Sunday, February 10, 2008
5:48 PM
Not smart? Then.. what do we call you? [4]
What is intelligence? The dictionary explains it to be the capacity for learning, reasoning, understanding, and similar forms of mental activity. In my opinion, intelligence is wisdom in book smarts, experience, and common sense and how you use them.
A man can study for years, retaining facts of great importance, but his use of his book smarts is no good if he does not use them in the correct way. You wouldn't add, in the situation of cleaning someone's teeth, that Belgium is the size of Maryland. What good would that do? You would tell them something that goes along the lines of teeth. It's the use of a person's knowledge by fact that is intelligence.
With age, a person goes through many walks of life. They have seen the ups and downs of what it can bring us. They know how to handle, or how not to handle, the situation at hand. It is their experience that is considered intelligence because, in my mind, it is applying what you know by first hand.

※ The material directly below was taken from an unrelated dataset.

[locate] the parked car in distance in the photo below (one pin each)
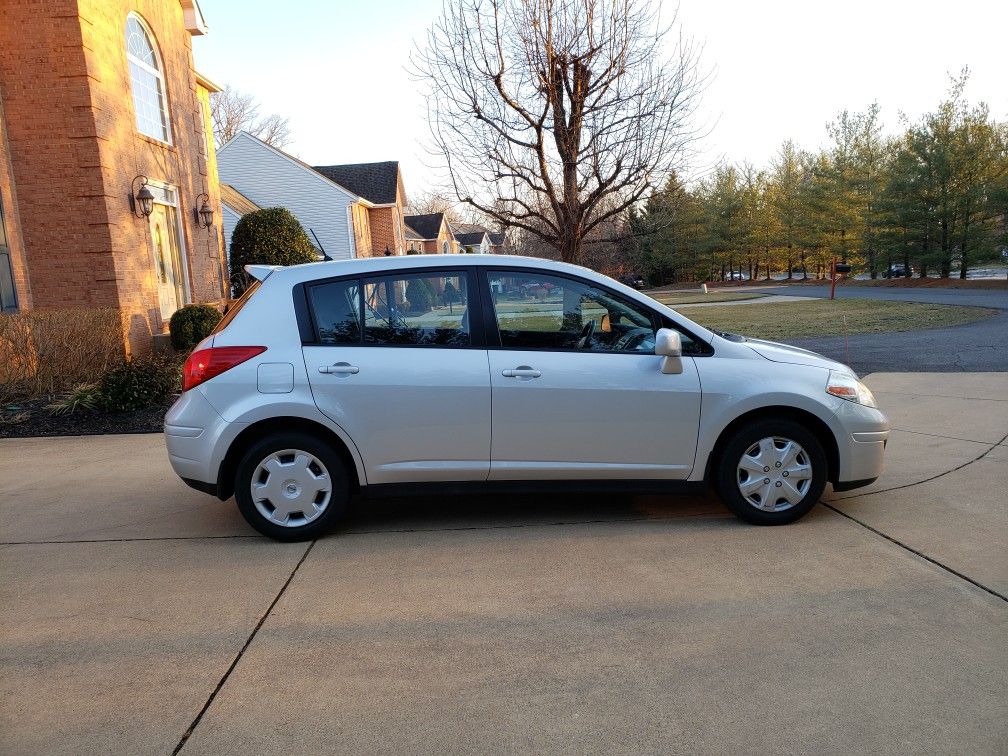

Would you put your hand on a hot burning stove? Well, not me anyways. It is because I know the stove is hot and will hurt me. It's common sense. Though we retain it by experience, what people tell us, or what we read/see, it can also be just something the human itself knows already. Let's say you dropped your pen. You know the pen is going to fall to the floor, right? Someone didn't have to explain to you that if you did drop your pen, it would indeed hit the floor. Your mind recognized this, using common sense.
Intelligence is wisdom you collect through reading and comprehending, experiencing, and acknowledging human instincts. It is something that we all have, but some of us don't use it all the time, or in the correct way. Everyone is intelligent, it is just how you use it that makes you smart.